第4章 四難モラトリアム
放課後、柳田くんがイチくんの席にやってきた。
「イチ」
名前を呼びながら右手を上げる。
「おつかれ」
イチくんはお決まりのハイタッチを返した。
柳田くんはイチくんの机に腰を預ける。
「今日暇?ボーリング行かね?」
「イイね!ああ、でも…」
何かを言いかけた素振りを見せながら、あたしを一瞥し、柳田くんに向き直る。
イチくんのその仕草だけで、柳田くんは何かを察したようだった。
「あーそっか。
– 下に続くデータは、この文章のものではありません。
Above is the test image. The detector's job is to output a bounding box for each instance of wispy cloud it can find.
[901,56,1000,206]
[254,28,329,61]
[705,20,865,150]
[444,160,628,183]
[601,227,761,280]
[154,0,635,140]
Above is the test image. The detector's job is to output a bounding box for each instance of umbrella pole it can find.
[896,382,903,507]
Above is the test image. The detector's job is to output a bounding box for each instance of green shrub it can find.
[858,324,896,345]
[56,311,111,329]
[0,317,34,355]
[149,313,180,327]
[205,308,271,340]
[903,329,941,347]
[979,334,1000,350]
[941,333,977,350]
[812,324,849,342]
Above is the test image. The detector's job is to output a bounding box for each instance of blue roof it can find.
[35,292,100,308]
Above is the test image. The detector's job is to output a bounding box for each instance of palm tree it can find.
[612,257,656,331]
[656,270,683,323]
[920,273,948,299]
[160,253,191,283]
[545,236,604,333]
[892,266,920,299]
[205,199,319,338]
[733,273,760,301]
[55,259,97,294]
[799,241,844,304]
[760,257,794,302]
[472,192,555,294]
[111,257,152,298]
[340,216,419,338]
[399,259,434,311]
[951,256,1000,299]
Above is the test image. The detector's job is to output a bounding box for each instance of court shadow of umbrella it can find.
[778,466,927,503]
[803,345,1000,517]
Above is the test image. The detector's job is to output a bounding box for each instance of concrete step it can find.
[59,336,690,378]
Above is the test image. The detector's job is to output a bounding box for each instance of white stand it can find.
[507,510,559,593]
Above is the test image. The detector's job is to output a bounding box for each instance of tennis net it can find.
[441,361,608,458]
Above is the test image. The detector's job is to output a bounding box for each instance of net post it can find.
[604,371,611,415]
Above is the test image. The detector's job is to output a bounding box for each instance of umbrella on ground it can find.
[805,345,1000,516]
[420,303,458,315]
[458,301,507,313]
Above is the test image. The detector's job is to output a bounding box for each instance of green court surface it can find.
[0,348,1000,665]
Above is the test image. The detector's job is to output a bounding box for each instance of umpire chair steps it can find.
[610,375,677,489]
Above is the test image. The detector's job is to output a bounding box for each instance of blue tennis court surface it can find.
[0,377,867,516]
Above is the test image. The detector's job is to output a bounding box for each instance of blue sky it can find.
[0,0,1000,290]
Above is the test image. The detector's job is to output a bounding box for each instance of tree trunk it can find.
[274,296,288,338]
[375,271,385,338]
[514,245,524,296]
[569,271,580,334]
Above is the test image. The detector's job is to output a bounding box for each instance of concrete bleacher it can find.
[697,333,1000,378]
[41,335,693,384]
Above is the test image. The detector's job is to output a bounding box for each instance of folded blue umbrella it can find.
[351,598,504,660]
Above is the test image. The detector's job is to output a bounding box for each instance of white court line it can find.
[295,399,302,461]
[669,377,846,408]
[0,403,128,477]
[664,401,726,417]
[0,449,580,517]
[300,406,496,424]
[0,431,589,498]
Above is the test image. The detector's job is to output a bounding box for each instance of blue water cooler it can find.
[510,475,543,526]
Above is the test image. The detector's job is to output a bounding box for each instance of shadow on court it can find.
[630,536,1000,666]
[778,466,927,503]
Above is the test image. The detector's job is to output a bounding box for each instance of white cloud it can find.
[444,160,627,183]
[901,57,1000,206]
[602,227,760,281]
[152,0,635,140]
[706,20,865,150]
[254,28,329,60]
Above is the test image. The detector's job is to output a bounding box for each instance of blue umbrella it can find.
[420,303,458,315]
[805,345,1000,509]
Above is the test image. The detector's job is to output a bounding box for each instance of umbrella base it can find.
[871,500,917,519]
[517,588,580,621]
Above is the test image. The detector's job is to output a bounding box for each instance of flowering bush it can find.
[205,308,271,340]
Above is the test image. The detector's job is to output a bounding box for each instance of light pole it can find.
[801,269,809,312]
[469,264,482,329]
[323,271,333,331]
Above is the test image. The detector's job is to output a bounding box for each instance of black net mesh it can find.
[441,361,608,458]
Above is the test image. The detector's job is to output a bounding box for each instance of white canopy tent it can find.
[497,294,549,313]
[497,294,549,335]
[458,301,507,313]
今日は高橋と帰る感じ?」
「え?そうだっけ?」
イチくんは普段、友達と帰っちゃうからたまにしか一緒に帰れないけど、何も予定が無かったり、約束しているとあたしと下校してくれる。
今日は約束していなかった気がするけど…。
「おいおい高橋忘れてんの〜?かわいそうなイチ」
「あははっ、最近全然のぞみと出かけてないから、どっか寄って帰ろうかなって」
「マジかよ!ラブラブじゃん!」
柳田くんが、冷やかすようにヒューと掠れた口笛を吹いた。すると、口笛に釣られて眼鏡の内川くんもやって来る。
「柳田。ボーリングのメンバー集まった?」
柳田くんは内川くんの肩に腕を回した。
「聞いてくれよ内川〜。イチは俺らより高橋がいいってよ」
「そりゃあ野郎と彼女なら彼女取るだろ」
「彼女がいてしかも席が隣。いいよなぁイチは!」
「あははっ、明日は一緒に帰ろう。はははは!」
しばらく他愛もない会話を交わし、柳田くんと内川くんは先に帰っていった。